Ancak şirket, daha geniş anlamda kategoride bir başarı öyküsü olmaya devam ediyor. Herkes için her şey olmaya çalışmak yerine, mevcut müşteri ihtiyaçlarına odaklanarak istikrarlı bir büyüme başardı. Kuruluşundan on yıl sonra, taşıma çantası taşıyan AMR’ler hala Locus’un yaptığı her şeyin merkezinde yer alıyor. Yıllar geçtikçe şirket, 600 pound’a kadar taşıyabilen ve dar alanlarda daha iyi gezinmek için yana doğru etkili bir şekilde kaymasına olanak tanıyan özel tekerleklere sahip olan Vector gibi ürünleri ekledi. Her yeni robot, özünde, Locus’un temel robot ürününün bir yinelemesidir.
Şu anda bu hikaye için insan emeği esastır. Locus mobil bir manipülatör üretmiyor, bu da insanların kutuları robotun üzerine ve dışına taşıması gerektiği anlamına geliyor.
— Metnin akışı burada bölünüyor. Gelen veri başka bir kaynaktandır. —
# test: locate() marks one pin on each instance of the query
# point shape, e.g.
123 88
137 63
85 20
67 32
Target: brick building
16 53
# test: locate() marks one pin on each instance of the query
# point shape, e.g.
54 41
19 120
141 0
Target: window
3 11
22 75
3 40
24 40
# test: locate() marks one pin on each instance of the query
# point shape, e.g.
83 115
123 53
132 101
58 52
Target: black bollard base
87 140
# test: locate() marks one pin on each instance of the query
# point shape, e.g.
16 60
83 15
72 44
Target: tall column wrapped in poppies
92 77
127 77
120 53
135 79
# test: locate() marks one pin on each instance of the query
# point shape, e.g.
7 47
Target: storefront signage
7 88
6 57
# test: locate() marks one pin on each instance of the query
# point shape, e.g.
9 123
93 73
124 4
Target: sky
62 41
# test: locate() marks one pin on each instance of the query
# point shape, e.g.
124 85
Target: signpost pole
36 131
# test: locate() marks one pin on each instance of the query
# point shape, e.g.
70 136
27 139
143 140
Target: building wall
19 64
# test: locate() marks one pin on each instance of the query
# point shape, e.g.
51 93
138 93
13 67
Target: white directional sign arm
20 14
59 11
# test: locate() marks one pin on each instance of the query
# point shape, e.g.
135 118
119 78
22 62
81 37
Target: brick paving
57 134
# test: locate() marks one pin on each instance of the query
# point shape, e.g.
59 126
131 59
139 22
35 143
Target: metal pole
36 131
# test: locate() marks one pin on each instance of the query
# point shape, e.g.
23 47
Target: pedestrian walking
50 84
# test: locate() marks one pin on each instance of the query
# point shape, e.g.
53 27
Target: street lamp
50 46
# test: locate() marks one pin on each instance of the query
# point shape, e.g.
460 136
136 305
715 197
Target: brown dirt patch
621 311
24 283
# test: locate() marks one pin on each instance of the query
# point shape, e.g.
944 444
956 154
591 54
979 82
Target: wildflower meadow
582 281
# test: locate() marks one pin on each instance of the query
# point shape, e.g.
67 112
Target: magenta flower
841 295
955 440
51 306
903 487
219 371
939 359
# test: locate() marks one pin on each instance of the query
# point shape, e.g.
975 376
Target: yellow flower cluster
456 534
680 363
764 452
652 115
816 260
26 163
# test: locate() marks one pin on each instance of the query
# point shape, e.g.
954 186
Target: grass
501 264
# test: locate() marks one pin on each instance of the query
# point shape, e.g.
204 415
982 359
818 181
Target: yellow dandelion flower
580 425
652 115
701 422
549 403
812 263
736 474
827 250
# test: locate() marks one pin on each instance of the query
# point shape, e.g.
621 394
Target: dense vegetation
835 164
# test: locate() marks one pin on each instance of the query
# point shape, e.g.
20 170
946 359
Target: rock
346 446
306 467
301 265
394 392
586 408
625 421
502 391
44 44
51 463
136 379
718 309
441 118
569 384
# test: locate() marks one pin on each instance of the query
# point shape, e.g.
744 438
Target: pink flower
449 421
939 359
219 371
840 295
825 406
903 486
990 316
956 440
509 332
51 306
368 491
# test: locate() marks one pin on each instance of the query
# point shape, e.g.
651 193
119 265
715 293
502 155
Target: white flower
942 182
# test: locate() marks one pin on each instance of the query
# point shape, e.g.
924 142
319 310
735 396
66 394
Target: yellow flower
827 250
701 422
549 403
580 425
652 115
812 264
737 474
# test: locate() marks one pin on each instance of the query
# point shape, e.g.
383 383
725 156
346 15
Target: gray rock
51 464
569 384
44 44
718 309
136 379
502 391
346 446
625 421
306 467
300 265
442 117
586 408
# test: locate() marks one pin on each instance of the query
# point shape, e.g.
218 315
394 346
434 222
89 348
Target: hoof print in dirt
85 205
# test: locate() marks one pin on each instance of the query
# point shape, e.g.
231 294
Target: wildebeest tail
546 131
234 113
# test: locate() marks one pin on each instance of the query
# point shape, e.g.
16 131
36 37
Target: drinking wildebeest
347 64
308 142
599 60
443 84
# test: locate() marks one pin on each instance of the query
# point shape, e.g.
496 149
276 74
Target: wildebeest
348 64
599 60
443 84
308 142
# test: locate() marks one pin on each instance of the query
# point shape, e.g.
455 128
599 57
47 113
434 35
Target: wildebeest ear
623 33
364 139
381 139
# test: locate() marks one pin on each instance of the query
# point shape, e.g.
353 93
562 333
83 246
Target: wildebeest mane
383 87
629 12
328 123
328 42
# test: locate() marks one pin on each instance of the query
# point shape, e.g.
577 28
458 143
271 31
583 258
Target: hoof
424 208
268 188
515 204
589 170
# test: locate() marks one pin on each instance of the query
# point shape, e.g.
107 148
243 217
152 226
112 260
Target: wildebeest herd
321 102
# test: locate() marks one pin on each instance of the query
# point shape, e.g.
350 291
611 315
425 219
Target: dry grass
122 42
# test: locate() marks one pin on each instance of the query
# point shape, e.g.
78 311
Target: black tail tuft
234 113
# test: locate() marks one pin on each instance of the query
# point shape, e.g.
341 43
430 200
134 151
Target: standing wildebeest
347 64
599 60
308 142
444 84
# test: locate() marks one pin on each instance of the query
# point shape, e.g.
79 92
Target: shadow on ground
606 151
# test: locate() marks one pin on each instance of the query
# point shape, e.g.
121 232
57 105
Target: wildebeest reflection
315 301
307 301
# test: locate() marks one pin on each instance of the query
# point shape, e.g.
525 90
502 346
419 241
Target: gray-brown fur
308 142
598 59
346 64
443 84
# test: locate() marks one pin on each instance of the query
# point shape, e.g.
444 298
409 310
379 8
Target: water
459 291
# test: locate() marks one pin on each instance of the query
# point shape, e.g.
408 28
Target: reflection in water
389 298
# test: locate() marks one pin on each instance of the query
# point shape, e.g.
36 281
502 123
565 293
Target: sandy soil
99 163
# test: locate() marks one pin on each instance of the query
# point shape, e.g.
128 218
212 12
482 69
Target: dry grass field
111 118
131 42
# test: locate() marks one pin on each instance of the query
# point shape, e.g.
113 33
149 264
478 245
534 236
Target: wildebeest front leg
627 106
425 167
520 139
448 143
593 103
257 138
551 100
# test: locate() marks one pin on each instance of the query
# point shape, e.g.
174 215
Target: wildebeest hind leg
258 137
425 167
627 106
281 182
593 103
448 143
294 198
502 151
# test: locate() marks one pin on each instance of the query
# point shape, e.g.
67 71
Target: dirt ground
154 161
Locus’un bu teknolojiyi depoya getirecek şirket olup olmayacağı sorulduğunda Faulk şöyle yanıt veriyor: “Yapacağız. Bir binada işçiliği azaltacak bir dizi şeye bakıyoruz. Bir binayı tamamen otomatikleştirmeye yönelik çalışmalar yapan bir Ar-Ge grubumuz var. Zamanla bunu çözeceğimize eminim.
Belki de şaşırtıcı olmayan bir şekilde Faulk, insansı robotların gelecekte oynayacağı rol konusunda pek iyimser değil.
“Belki belirli işlevler için olabilir [be useful],” açıklıyor. Bugün pil ömrü, maliyet, çalışma süresi ve bununla birlikte gelen diğer şeyler arasında zorluklar var. Sonunda belirli şeyler için bazı kullanım durumları olabileceğini düşünüyorum. Ama bence bunun herhangi bir ölçeğe ulaşması yıllar alacak. Yapılacak testler var ama herhangi bir şeyin kurumsal ölçeğe ulaşmasının yıllar alacağını düşünüyorum.”